In December 2006 Lush highlighted four priority protests; the Mottram to Tintwistle Bypass (in the Peak District National Park), plans to widen the M1 motorway and the M6 motorway and to build a new road from Heysham to M6.

In January 2007 Road Block became a project within Transport 2000 (now Campaign for Better Transport) and Lush was appointed Roads and Climate Campaigner.
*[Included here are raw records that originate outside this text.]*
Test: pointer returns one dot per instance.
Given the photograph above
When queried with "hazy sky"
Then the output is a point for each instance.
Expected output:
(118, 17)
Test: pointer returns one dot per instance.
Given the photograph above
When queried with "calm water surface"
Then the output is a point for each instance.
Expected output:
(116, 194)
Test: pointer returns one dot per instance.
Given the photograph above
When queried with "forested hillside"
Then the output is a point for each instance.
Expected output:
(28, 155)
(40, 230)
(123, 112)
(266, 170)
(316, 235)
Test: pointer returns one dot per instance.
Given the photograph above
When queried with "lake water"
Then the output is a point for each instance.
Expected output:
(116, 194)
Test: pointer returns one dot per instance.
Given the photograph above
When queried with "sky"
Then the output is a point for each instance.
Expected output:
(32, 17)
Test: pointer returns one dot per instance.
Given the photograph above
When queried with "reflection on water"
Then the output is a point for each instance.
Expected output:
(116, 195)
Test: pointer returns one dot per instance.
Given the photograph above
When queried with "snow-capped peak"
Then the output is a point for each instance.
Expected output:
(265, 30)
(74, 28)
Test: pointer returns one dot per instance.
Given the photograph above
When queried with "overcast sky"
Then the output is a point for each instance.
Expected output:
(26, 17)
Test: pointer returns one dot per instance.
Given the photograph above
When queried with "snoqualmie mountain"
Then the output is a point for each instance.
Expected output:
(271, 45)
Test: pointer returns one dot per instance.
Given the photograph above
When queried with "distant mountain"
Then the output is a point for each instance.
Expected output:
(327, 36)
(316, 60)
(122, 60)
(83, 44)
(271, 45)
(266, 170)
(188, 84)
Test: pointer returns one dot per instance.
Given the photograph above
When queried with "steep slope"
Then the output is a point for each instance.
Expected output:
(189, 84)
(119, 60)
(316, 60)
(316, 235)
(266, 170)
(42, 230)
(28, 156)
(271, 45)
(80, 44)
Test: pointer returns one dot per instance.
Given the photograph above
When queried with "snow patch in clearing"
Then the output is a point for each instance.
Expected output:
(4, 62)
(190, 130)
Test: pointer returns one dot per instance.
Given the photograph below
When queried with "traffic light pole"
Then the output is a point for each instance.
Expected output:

While at CBT Lush researched the cost and climate change impacts of various proposed road schemes. She discovered that the estimated costs of seven major schemes had risen by £1.15 billion in a single year, increases which were criticised by the National Audit Office. Then, while researching the DfT's road scheme appraisal process she revealed that their assessment process disadvantaged schemes that reduced car use because they reduced fuel consumption and hence revenue to The Treasury. This led to direct meetings with Ruth Kelly, the Secretary of State for Transport.

Lush has written a number of articles for The Guardian.

Lush left CBT for a period of time on maternity leave to be replaced by Richard George, co-founder of Plane Stupid, before returning in 2011.

In 2020, Lush "returned to her original passion, supporting local communities campaigning on transport issues" when she joined Transport Action Network (TAN) as its Local Campaigns Support Officer. She is currently the organisation's roads and climate campaigner, working on issues such as the climate impacts of road schemes and the safety of smart motorways.